Which is problematic, because the ability to not succeed is a critical part of character writing: They must have goals, obstacles, and flaws - and from those flaws, a failure mode. Giving your characters a failure mode is absolutely necessary. This, I think, is also why the Student 6 have fundamentally failed to catch my attention: What characterization we have seen from them has yet to reveal a goal, obstacle, or flaw - and, critically, a failure mode - for any of them.
Is moral ambiguity good?
First, to be clear, when I speak of "moral ambiguity" I am speaking very specifically of presenting situations where no one character is not necessarily 100% in the wrong, or another 100% in the right. They may be right in some ways and wrong in others.
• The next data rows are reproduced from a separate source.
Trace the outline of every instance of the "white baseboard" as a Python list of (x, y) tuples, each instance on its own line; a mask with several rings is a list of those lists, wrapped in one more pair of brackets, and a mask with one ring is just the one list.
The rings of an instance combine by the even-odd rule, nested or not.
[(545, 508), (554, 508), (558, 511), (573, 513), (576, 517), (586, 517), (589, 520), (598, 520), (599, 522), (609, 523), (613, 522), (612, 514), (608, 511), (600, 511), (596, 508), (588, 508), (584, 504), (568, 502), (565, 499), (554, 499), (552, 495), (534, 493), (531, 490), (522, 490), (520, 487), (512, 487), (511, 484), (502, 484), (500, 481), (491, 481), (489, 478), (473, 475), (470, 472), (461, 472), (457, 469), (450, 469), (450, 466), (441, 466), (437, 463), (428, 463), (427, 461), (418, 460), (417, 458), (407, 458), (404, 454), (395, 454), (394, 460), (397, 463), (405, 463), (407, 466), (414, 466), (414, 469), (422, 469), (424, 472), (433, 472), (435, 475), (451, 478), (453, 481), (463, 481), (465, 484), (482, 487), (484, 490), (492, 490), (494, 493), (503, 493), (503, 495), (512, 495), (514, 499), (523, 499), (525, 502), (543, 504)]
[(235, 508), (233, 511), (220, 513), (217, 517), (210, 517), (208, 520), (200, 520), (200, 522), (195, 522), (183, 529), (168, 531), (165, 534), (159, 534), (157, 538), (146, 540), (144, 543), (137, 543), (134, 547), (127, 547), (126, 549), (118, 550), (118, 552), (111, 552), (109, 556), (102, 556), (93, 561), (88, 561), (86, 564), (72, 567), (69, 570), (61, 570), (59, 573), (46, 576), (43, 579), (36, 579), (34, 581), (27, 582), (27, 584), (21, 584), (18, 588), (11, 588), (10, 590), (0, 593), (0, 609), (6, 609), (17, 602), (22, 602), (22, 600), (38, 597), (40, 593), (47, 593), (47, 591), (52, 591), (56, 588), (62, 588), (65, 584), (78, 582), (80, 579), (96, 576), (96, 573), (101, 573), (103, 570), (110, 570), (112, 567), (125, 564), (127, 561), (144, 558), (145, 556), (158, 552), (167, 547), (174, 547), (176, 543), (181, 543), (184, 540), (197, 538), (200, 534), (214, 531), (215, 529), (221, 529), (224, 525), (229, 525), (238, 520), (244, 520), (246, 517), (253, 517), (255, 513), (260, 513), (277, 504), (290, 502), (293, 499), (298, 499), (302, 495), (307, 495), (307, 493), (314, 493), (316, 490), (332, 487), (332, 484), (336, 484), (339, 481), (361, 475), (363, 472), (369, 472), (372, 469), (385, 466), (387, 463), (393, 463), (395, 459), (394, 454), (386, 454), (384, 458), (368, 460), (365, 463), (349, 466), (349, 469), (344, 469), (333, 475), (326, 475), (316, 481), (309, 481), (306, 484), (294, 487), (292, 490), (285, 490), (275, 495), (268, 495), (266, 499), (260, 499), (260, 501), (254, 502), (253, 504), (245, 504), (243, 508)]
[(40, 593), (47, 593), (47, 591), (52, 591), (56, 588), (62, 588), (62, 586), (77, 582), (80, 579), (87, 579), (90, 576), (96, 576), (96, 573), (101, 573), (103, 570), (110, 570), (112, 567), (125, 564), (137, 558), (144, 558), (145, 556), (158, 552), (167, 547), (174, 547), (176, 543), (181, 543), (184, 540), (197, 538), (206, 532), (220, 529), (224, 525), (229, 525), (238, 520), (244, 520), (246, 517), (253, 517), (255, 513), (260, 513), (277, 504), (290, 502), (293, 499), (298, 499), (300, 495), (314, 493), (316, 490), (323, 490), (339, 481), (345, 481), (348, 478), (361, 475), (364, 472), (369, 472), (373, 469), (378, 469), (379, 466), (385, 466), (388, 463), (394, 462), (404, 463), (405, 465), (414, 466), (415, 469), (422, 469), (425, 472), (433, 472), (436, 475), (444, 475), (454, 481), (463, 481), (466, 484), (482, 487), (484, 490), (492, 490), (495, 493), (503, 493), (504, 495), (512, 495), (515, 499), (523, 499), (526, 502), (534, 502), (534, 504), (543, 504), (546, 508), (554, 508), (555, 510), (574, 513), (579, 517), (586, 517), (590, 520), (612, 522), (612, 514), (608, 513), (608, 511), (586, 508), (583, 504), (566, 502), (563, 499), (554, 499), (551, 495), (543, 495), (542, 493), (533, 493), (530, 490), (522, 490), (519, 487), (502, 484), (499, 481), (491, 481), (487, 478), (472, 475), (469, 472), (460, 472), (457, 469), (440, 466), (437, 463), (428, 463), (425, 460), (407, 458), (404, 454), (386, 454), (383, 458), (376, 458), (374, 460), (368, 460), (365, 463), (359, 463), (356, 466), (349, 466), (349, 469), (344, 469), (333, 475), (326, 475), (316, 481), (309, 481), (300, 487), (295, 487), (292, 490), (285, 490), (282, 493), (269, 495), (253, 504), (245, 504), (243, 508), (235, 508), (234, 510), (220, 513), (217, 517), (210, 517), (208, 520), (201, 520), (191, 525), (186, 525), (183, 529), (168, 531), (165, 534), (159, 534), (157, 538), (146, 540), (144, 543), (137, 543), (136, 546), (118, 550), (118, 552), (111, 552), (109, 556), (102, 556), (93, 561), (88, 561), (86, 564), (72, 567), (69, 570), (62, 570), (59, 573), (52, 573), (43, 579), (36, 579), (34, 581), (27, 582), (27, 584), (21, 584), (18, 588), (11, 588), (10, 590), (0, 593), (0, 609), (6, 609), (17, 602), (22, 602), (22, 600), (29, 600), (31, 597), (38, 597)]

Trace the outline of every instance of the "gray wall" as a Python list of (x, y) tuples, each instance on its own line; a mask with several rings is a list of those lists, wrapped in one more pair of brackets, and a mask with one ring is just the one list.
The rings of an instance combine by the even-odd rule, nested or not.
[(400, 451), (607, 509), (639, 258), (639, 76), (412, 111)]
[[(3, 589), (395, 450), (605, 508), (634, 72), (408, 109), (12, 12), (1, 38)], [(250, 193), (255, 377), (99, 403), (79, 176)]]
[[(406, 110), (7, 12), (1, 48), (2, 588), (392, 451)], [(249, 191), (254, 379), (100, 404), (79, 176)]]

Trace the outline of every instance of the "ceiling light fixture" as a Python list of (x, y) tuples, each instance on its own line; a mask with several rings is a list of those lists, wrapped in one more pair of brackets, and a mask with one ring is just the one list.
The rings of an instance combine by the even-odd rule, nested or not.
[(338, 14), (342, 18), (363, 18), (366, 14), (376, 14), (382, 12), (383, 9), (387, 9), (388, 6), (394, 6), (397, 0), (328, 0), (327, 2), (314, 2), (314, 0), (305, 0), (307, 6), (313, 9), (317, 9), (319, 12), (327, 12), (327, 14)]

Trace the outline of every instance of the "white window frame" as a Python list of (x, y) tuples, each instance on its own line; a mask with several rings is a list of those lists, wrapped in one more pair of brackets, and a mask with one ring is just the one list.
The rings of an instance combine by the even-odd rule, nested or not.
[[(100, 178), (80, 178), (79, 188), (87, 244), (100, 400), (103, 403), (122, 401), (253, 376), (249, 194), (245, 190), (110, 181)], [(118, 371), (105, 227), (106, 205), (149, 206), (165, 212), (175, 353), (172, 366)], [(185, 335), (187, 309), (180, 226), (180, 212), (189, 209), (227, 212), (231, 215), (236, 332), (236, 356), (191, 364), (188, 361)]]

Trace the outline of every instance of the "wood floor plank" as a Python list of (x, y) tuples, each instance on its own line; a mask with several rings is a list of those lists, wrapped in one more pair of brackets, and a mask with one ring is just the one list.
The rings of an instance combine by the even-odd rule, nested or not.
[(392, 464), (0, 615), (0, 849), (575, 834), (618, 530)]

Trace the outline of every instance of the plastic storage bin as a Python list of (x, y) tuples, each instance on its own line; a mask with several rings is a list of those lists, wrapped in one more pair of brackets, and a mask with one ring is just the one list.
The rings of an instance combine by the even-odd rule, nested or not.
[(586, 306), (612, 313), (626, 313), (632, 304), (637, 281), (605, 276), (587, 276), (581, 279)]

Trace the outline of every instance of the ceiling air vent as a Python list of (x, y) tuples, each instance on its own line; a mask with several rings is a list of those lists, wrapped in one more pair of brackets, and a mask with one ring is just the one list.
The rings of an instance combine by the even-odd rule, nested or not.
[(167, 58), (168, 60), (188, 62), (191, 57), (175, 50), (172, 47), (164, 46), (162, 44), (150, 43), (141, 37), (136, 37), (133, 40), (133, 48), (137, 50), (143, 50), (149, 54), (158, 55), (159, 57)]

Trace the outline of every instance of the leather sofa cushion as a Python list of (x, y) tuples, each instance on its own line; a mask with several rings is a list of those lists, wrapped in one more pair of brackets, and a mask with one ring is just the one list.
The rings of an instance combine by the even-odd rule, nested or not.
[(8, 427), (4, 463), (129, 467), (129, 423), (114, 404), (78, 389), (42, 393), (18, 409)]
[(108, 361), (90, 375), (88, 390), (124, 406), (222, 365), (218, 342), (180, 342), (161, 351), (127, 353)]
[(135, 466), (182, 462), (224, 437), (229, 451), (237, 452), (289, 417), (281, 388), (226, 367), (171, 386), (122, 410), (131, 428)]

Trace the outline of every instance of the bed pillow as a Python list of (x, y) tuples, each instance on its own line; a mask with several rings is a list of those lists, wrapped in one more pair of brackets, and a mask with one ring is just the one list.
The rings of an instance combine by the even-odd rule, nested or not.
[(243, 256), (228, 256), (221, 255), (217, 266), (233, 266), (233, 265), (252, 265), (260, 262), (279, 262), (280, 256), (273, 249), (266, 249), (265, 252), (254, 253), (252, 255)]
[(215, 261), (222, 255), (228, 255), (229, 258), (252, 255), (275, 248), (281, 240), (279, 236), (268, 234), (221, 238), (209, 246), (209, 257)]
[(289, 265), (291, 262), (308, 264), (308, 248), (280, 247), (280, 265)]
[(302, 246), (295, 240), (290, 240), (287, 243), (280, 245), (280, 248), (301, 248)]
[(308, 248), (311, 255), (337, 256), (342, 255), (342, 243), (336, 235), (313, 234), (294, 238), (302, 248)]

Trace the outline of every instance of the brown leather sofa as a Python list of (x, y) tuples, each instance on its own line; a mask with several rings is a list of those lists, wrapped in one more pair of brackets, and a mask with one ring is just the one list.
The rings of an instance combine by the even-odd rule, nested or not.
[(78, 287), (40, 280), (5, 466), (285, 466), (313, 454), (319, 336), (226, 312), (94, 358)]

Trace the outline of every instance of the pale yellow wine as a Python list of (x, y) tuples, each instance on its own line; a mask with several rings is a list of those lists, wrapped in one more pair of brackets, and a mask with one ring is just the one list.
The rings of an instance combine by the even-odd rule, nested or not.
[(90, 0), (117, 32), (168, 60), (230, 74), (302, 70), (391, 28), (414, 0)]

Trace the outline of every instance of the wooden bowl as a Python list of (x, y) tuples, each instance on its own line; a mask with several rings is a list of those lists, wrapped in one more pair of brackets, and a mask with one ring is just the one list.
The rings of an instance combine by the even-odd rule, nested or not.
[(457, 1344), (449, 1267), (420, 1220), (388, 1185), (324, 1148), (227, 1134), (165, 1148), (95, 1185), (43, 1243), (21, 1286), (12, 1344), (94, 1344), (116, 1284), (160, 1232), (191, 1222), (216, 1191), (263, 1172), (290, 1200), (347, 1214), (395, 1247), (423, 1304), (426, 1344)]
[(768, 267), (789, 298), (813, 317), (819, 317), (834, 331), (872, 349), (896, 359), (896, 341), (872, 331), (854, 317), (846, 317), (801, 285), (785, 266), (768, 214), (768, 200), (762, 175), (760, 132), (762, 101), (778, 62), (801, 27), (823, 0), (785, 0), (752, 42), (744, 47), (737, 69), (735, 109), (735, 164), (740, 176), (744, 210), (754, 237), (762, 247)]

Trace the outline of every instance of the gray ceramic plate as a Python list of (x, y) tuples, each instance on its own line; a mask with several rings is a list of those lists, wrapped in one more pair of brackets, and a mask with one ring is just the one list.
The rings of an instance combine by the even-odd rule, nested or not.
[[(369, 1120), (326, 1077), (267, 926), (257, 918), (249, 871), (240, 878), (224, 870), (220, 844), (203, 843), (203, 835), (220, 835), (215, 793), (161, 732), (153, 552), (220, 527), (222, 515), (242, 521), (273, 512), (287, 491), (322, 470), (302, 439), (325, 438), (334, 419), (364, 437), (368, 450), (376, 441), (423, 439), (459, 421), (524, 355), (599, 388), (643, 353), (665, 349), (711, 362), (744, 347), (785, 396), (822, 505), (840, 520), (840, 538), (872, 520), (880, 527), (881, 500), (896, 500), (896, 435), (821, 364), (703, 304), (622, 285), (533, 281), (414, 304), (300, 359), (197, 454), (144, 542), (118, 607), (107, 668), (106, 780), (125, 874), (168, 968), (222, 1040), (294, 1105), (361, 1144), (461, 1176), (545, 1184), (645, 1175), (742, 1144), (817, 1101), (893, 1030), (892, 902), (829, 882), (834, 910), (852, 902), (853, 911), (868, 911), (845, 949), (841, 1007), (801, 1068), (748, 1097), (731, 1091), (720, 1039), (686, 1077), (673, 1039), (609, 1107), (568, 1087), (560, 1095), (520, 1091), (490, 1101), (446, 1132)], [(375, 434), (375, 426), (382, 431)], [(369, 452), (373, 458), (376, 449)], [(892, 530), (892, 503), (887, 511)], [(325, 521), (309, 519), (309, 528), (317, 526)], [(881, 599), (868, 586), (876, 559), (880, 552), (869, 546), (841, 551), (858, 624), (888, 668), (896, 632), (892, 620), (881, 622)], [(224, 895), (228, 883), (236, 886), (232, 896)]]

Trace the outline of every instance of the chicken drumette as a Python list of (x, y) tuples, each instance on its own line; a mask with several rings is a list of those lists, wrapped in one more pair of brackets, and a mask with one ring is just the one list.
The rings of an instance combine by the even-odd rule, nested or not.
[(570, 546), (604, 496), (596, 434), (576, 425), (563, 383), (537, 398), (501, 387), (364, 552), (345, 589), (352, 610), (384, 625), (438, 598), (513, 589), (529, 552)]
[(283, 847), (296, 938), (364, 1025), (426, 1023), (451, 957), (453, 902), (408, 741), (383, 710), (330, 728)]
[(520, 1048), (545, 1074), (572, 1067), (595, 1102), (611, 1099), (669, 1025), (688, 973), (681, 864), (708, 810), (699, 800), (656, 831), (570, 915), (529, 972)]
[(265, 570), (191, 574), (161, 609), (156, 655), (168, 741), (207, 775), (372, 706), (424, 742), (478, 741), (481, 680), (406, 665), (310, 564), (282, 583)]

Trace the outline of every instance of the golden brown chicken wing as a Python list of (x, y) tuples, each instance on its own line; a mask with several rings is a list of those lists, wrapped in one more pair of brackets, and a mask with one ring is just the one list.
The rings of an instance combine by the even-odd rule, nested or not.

Given that this is a show where the villains are not going to succeed wildly Game of Thrones-style, it is my sense then that this ambiguity becomes somewhat critical to the creation of good narratives. Your question isn't "will the good guys succeed" (of course they will; it's a cartoon that needs to bring in a younger audience) but how will they succeed. What will they learn in the process?
Unfortunately, the above-mentioned invulnerability of character carries with it complete and total lack of moral uncertainty. Our protagonists become unquestioned paragons, and anyone outside their group inherently clearly in the wrong. They will never learn anything from an outsider, because that would imply they are wrong about something in the first place. What we're left with, then, is characters who were just right all along - unchallenged by what they face. And personally, I find that profoundly boring.
The few moments they do end up acting "in the wrong", it often comes off as the characters behaving bizarrely - specifically because their vulnerability to those situations has already been approached.
What do you think? Is there sense in this final point? In any of what I say here? Or is this all "barking up the wrong tree"?